A particle in one dimension of mass $m$ and energy $E=\hbar^{2} k^{2} / 2 m(k>0)$ is incident from $x=-\infty$ on a potential $V(x)$ with $V(x) \rightarrow 0$ as $x \rightarrow-\infty$ and $V(x)=\infty$ for $x>0$. The relevant solution of the time-independent Schrödinger equation has the asymptotic form

$$\psi(x) \sim \exp (i k x)+r(k) \exp (-i k x), \quad x \rightarrow-\infty$$

Explain briefly why a pole in the reflection amplitude $r(k)$ at $k=i \kappa$ with $\kappa>0$ corresponds to the existence of a stable bound state in this potential. Indicate why a pole in $r(k)$ just below the real $k$-axis, at $k=k_{0}-i \rho$ with $k_{0} \gg \rho>0$, corresponds to a quasi-stable bound state. Find an approximate expression for the lifetime $\tau$ of such a quasi-stable state.

Now suppose that

$$V(x)= \begin{cases}\left(\hbar^{2} U / 2 m\right) \delta(x+a) & \text { for } x<0 \\ \infty & \text { for } x>0\end{cases}$$

where $U>0$ and $a>0$ are constants.

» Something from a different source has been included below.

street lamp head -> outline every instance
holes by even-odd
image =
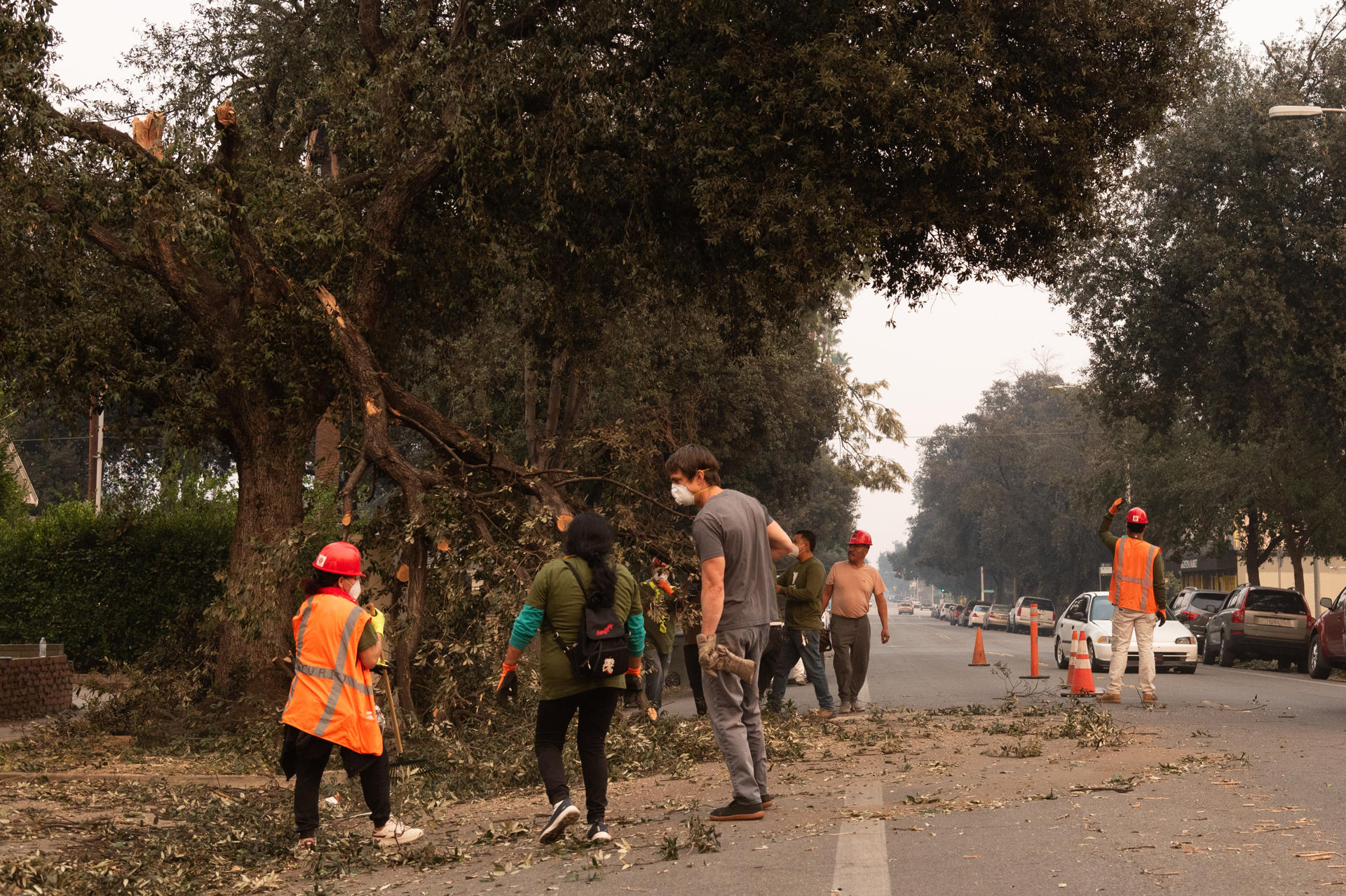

Compute the reflection amplitude $r(k)$ in this case and deduce that there are quasi-stable bound states if $U$ is large. Give expressions for the wavefunctions and energies of these states and compute their lifetimes, working to leading non-vanishing order in $1 / U$ for each expression.

[ You may assume $\psi=0$ for $x \geqslant 0$ and $\lim _{\epsilon \rightarrow 0+}\left\{\psi^{\prime}(-a+\epsilon)-\psi^{\prime}(-a-\epsilon)\right\}=U \psi(-a)$.]